I have a normally distributed 2D dataset, and I am using the fcmeans library to perform fuzzy c-means clustering. I am able to plot the clusters with the red point indicating the cluster center (first image). However, I need to show a gradient similar to the second image where the fuzziness occurs. I am not sure how to implement this in Python and I haven't been able to find anything like it online.
from fcmeans import FCM
data = pd.read_csv("my_data.csv")
model = FCM(n_clusters=2)
model.fit(data)
centers = my_model.centers
hard_prediction_labels = my_model.predict(data)
soft_prediction_labels = my_model.soft_predict(data)
plt.scatter(data[:, 0], data[:, 1], c=hard_prediction_labels, s=30);
plt.scatter(data[:, 0].mean(), data[:, 1].mean(), s=60, c='red', label = 'Cntrds');
First Image:
Second Image (Color gradient example of what I want):
I believe that my mistake is coming from the fact that my labels are 1 or 0; however, I'm not sure how to define it in a way that would allow me to determine which points are borderline. I am able to obtain the probabilities from the soft prediction (as to the probability of the data point belonging to each cluster) using the soft_predict() function, but I am unsure of how to create a color gradient with it.

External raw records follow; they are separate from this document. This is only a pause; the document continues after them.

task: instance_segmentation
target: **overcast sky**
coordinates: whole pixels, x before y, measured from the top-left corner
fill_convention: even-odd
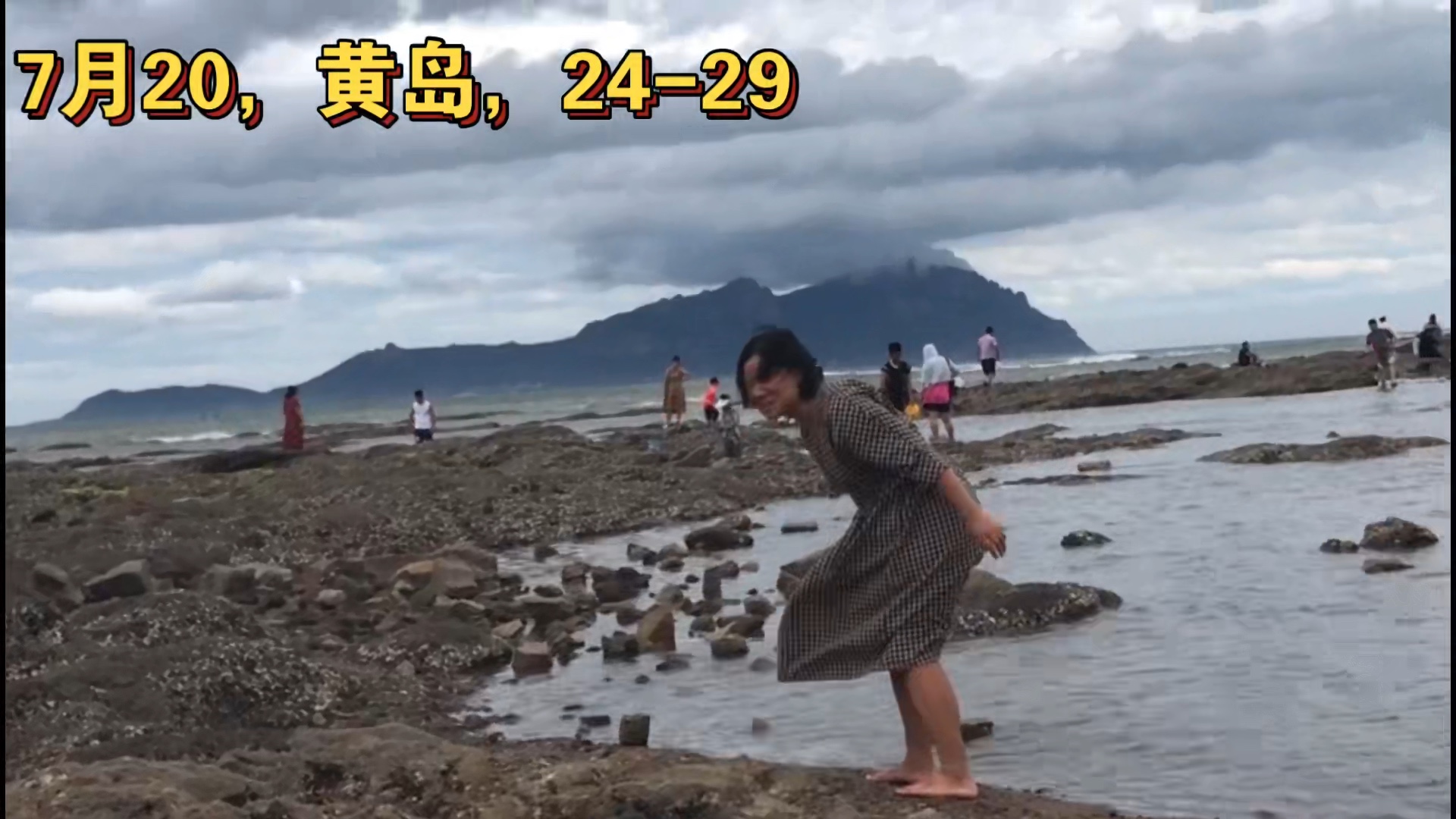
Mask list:
[[[54,108],[79,35],[138,64],[221,48],[266,119],[74,128]],[[319,117],[322,42],[408,61],[425,35],[472,50],[504,128]],[[660,71],[779,48],[801,102],[568,121],[574,47]],[[67,76],[29,121],[7,58],[7,424],[927,248],[1101,350],[1415,328],[1450,303],[1449,1],[7,0],[17,48]]]

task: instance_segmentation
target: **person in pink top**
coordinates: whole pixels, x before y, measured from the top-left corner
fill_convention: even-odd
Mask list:
[[[981,372],[986,373],[986,386],[996,380],[996,361],[1000,361],[1000,342],[996,341],[996,331],[986,328],[986,335],[976,340],[981,351]]]

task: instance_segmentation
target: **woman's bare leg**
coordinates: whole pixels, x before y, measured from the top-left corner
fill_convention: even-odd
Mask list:
[[[906,692],[925,724],[941,761],[941,769],[911,783],[895,793],[900,796],[976,799],[980,790],[965,762],[961,740],[961,704],[955,698],[951,679],[941,663],[919,666],[906,672]]]
[[[907,785],[935,772],[935,751],[930,746],[930,734],[925,727],[925,720],[914,710],[914,702],[910,701],[906,673],[890,672],[890,685],[895,691],[895,705],[900,707],[900,721],[904,723],[906,729],[906,759],[898,768],[869,774],[871,781]]]

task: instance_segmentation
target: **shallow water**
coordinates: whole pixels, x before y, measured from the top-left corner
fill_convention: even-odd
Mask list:
[[[1449,447],[1342,465],[1197,462],[1243,443],[1316,443],[1329,430],[1449,439],[1449,383],[1405,383],[1393,395],[1191,401],[962,423],[962,437],[1044,421],[1070,427],[1066,434],[1140,426],[1223,433],[1098,455],[1144,479],[981,493],[1010,539],[1008,557],[986,568],[1016,581],[1104,586],[1125,605],[1045,634],[946,650],[965,716],[996,723],[993,739],[970,746],[977,774],[1163,815],[1450,816]],[[992,474],[1048,475],[1073,463]],[[725,581],[725,595],[772,589],[782,563],[831,542],[852,512],[840,498],[757,513],[769,525],[756,532],[757,544],[725,557],[759,561],[761,570]],[[1316,551],[1326,538],[1358,539],[1366,523],[1389,514],[1441,536],[1409,558],[1415,570],[1366,576],[1360,555]],[[778,532],[799,519],[818,520],[820,532]],[[1063,533],[1083,528],[1112,544],[1059,546]],[[562,551],[617,565],[629,539],[658,546],[684,530]],[[709,563],[716,561],[690,561],[687,571]],[[546,579],[559,564],[521,561],[518,568]],[[671,580],[681,574],[657,583]],[[751,656],[773,656],[775,627],[753,643]],[[613,628],[601,618],[590,643]],[[657,746],[842,765],[893,762],[900,753],[882,675],[782,685],[751,672],[747,659],[712,660],[681,616],[678,648],[693,657],[689,670],[657,673],[648,657],[604,666],[600,654],[582,654],[550,678],[486,681],[479,702],[520,717],[505,729],[513,737],[568,736],[577,726],[562,718],[562,707],[579,704],[581,713],[613,718],[651,713]],[[652,681],[635,683],[641,673]],[[754,736],[753,717],[773,729]],[[612,739],[613,732],[597,733]]]

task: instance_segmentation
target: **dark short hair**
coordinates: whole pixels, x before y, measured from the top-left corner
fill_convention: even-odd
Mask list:
[[[799,398],[808,401],[818,395],[824,383],[824,370],[810,354],[808,347],[788,329],[766,329],[743,345],[738,354],[738,395],[743,405],[748,407],[748,383],[744,380],[743,369],[748,360],[759,358],[759,377],[769,377],[776,373],[799,373]]]

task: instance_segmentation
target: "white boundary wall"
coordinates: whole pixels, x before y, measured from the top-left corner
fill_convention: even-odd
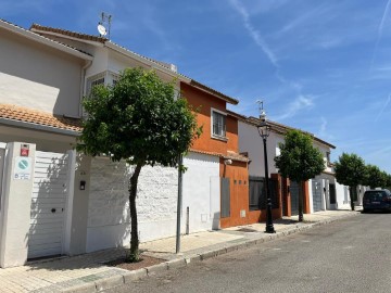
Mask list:
[[[190,152],[184,158],[181,232],[189,206],[190,232],[217,229],[219,224],[219,157]],[[128,245],[130,215],[128,180],[134,171],[108,157],[91,162],[86,252]],[[137,191],[140,242],[176,233],[178,170],[161,166],[141,169]]]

CodePudding user response:
Let's say that you have computed the (n_points, n_clusters)
array prob
, that for n_clusters
being 2, looks like
print(prob)
# 0.61 0.39
# 0.55 0.45
# .... ....
# 0.07 0.93
Then you can do the following, to have a point that is more opaque when you have a higher probability of belonging to its cluster, and more transparent when it has a lower probabilty. I think this is what you want...
n_clusters = 2
...
for cluster in range(n_clusters):
plt.scatter(data[hard_prediction_labels==cluster, 0],
data[hard_prediction_labels==cluster, 1],
s=30,
alpha=0.8*prob[hard_prediction_labels==cluster, cluster])
plt.scatter(data[hard_prediction_labels==cluster, 0],
data[hard_prediction_labels==cluster, 1],
s=5,
alpha=1.0)
NB I haven't fcmeans
so my code is untested, and is essentially based on informed speculation. You may need to adjust something to make it work.
EDIT
plotting twice each data cluster, with different sizes and transparencies, possibly give you a better visualization of your data.